Obviously, making use of an existing structure eliminates the significant investment of a ground-up development. But beyond the cost-savings a conversion can offer, these buildings are often situated in prime, central locations. Empty retail hubs or office complexes are typically in high-traffic areas, and are visible, accessible and convenient for visitors.
These vacant properties provide the versatility to become a variety of outpatient healthcare facilities, including ASCs, laboratories, medical office buildings (MOB), orthopedic centers, freestanding clinics and more.
Providing a safe, convenient and comfortable patient experience is crucial for a healthcare space conversion.
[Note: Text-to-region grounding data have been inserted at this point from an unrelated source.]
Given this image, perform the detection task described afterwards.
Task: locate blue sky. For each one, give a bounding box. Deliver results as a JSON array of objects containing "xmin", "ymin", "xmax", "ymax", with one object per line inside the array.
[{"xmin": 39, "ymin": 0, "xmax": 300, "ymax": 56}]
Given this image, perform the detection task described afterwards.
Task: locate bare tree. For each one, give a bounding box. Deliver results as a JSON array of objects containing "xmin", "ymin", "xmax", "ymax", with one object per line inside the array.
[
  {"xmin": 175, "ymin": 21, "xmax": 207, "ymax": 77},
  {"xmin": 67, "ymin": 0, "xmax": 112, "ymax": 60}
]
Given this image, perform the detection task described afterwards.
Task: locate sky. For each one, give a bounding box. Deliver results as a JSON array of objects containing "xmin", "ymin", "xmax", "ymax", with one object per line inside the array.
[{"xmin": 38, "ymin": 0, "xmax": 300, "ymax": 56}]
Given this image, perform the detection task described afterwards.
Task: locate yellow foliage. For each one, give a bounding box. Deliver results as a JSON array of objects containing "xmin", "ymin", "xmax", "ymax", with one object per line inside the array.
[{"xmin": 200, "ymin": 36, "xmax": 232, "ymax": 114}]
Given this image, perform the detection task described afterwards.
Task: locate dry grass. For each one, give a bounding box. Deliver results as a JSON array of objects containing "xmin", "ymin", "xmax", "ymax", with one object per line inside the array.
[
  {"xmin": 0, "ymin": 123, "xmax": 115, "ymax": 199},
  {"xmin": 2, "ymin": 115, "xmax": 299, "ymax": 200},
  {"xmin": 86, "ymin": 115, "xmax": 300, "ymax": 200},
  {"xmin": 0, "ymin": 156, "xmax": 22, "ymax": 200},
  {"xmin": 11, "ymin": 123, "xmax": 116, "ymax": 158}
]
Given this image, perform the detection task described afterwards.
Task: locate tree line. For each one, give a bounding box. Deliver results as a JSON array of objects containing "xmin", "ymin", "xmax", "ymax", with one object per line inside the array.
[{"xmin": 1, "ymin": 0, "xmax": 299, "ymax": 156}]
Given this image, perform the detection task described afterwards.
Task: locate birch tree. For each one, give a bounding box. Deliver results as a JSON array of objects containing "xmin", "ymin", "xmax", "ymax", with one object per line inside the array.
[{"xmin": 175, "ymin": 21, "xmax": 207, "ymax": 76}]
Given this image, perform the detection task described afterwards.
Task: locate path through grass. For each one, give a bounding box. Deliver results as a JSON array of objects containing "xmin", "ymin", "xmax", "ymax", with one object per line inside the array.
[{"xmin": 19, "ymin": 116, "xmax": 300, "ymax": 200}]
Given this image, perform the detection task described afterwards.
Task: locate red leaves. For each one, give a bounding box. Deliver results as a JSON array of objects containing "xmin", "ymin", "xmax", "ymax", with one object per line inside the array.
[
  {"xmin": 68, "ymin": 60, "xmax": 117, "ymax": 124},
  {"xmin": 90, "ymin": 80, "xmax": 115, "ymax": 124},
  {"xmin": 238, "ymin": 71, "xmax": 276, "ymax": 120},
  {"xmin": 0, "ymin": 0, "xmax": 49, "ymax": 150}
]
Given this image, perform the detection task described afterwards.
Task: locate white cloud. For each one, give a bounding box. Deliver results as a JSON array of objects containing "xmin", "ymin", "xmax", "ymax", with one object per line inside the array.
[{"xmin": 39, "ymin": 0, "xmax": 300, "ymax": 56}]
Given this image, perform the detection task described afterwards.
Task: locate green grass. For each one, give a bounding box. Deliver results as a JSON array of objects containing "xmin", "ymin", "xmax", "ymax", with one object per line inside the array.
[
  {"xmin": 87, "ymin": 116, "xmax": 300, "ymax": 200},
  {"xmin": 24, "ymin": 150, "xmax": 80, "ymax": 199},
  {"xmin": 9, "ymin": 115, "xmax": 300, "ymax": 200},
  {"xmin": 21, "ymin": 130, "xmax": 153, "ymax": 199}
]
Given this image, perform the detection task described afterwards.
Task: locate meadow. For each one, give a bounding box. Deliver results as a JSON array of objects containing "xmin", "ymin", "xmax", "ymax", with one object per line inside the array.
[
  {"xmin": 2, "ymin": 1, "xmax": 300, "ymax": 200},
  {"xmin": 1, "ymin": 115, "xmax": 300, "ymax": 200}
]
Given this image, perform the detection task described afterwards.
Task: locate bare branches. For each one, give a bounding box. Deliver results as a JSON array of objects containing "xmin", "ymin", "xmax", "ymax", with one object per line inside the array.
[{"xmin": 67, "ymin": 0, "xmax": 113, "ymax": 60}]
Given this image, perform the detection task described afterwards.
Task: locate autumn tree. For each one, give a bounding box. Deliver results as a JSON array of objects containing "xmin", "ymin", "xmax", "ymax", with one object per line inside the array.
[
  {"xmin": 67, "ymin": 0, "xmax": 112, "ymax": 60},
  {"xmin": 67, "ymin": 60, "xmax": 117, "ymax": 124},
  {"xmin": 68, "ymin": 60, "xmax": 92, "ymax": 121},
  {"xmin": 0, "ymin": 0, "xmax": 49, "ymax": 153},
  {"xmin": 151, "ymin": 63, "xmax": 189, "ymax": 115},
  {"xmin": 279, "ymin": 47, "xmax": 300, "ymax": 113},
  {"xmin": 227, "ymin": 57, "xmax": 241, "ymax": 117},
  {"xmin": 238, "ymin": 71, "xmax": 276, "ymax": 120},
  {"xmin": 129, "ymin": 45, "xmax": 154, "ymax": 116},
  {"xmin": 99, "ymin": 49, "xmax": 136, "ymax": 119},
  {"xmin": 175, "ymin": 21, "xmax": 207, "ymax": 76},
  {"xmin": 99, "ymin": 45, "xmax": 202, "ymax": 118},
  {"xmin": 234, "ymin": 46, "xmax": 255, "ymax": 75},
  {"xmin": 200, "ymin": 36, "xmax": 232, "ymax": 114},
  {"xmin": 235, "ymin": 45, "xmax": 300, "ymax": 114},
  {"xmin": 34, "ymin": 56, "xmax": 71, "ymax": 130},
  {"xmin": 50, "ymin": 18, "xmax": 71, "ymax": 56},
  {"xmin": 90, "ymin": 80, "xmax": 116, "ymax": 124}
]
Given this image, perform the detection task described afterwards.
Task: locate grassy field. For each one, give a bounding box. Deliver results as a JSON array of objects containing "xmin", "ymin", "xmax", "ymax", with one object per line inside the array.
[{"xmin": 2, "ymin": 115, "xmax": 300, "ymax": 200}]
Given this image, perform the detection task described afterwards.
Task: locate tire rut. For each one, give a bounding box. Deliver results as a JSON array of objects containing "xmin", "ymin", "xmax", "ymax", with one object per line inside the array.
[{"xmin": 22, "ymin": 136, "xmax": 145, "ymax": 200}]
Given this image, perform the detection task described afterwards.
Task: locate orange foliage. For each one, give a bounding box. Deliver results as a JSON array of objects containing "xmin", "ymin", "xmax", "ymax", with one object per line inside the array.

Even if an orthopedic center was a Sear’s in its former life, patients don’t want to feel they’ve entered a department store for their procedure.
Practically, medical facilities flow quite differently from an office layout. Doing away with conference rooms and determining the layout for waiting areas, exam rooms and operating rooms are just some aspects of a conversion. Everything behind the walls must be brought up to healthcare standards as well: plumbing, HVAC, fire protection, energy capacity, vibration isolation and more.
Architecture firm The Lunz Group explains ceilings in retail are much higher than in healthcare, and medical equipment like CT scanners are much heavier than store merchandising, and the existing floor may not be levied to handle the weight.
Overall, each structural element of a potential conversion site must be thoroughly assessed and considered before moving ahead to ensure it meets the project’s timeline for completion, local zoning laws, CMS healthcare codes, and more.
Adapting vacant buildings into outpatient healthcare facilities can be a strategic and advantageous decision, however, it’s crucial the execution is carefully planned, and the right pre-existing assets are selected for conversion.
When evaluating a space, Healthcare Facilities Management magazine suggests that buyers create a comprehensive checklist of structural elements, and conduct “important due diligence and testing activities” including a Phase 1 environmental site assessment, a site survey and title search, and gathering geotechnical information about the soils.
This vast array of elements that must be considered can be overwhelming and difficult to navigate, which is why it’s crucial to partner with trusted advisors. The right team can help identify properties with extensive adaptive potential and that possess the attributes for a successful conversion.